Anyone who doesn’t accept [Christianity] is just stupid. They don’t want to trust what anyone else knows.

Living in Raleigh is interesting at times. There are three or four churches in easy walking distance of my house. There are quite a few additional churches in very easy biking distance.

That’s typical of the Raleigh area. There are exceptions, but just about everyone is in easy distance of a church and usually several.

We’re saturated. If people weren’t attending and contributing to those churches, they would go out of business fairly quickly.

Evolution is based on circular reasoning. There’s no proof. Only idiots would believe in it.

This isn’t problematic by itself; it just serves to illustrate the severity of a problem. Here, people with common theological beliefs often assume everyone agrees with them and no intelligent person could see things differently.

In that environment, even an orthodox person who wants to examine claims critically will probably keep quiet. Only trolls and people who feel the need to win arguments will question the status quo.

They aren’t brave enough to consider that there might be something after they die.

The most unfortunate consequence is that Raleigh is a very lonely place for anyone who is less than orthodox. Also, the faithful never have their faith stretched. In my experience, the faithful would rather not be tested. It’s good for them, though.

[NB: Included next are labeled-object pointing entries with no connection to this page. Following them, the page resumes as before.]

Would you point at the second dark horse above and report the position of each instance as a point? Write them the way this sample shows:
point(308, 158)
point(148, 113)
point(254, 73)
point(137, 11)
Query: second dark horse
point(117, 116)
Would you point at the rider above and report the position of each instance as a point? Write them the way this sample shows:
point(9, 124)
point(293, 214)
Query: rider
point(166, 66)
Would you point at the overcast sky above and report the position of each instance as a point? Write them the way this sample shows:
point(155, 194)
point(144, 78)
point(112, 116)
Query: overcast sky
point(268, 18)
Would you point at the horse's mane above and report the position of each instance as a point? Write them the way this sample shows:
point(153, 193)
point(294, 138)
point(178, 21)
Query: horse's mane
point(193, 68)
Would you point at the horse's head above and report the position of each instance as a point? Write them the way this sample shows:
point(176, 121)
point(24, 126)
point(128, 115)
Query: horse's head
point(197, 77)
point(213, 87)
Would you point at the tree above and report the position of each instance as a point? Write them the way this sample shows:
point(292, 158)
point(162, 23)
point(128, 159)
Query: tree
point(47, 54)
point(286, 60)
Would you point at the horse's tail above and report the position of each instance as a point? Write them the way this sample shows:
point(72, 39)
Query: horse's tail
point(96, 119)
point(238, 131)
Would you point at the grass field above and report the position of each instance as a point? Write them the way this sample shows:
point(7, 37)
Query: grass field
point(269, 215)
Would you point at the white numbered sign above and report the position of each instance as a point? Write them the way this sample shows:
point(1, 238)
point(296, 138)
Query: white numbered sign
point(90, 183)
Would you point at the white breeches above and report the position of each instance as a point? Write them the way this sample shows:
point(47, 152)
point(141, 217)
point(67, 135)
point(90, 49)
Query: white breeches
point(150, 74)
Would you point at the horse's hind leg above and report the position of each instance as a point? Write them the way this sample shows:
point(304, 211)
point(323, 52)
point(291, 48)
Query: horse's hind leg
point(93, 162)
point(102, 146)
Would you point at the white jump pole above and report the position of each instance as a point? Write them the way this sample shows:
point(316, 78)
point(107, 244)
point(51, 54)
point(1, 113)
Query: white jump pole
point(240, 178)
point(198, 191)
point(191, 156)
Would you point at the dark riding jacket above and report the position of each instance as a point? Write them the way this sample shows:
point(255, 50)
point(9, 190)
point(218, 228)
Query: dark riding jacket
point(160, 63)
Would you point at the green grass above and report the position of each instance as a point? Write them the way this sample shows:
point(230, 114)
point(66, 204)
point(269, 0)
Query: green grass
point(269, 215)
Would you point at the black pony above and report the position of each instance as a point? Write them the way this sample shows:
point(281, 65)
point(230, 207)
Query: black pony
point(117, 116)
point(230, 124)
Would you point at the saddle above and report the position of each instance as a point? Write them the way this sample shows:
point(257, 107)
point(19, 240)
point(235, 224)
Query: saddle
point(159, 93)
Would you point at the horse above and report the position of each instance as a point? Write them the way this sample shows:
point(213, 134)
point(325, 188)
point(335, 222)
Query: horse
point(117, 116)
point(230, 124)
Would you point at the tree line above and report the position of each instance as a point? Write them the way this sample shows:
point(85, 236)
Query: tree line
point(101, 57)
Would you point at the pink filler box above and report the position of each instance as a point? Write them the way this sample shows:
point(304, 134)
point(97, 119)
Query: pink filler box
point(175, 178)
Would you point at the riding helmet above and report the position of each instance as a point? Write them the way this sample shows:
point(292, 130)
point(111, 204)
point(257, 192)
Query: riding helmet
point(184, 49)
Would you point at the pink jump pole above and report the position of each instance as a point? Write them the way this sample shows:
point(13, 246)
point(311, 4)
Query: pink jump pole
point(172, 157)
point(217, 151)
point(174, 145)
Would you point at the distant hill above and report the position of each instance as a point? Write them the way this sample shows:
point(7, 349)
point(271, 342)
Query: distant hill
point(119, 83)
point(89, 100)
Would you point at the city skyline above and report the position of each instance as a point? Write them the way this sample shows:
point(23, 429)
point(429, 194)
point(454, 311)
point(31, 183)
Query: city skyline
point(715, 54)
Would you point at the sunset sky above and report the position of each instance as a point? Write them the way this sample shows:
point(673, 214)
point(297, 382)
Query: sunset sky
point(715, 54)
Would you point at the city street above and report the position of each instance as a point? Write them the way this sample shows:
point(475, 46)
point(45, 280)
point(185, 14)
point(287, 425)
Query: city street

I’m sick of being alienated. You can maintain your very strictly orthodox views without alienating people. Just be gracious and stop assuming.

If you want to chase people away, be a jerk.

The same problems and dynamics are equally true when an area’s culture is dominated by another belief. Where atheism is orthodox, agnostics and deists will be alienated if atheists assume intelligent people always agree with them.

In summary, don’t be a jerk because being a jerk is jerkish. Also, if you need an incentive, your incentive is not driving people away from your cause.

Note: The quotes in this article are as close to verbatim as I can get them without a time machine and secret recording equipment.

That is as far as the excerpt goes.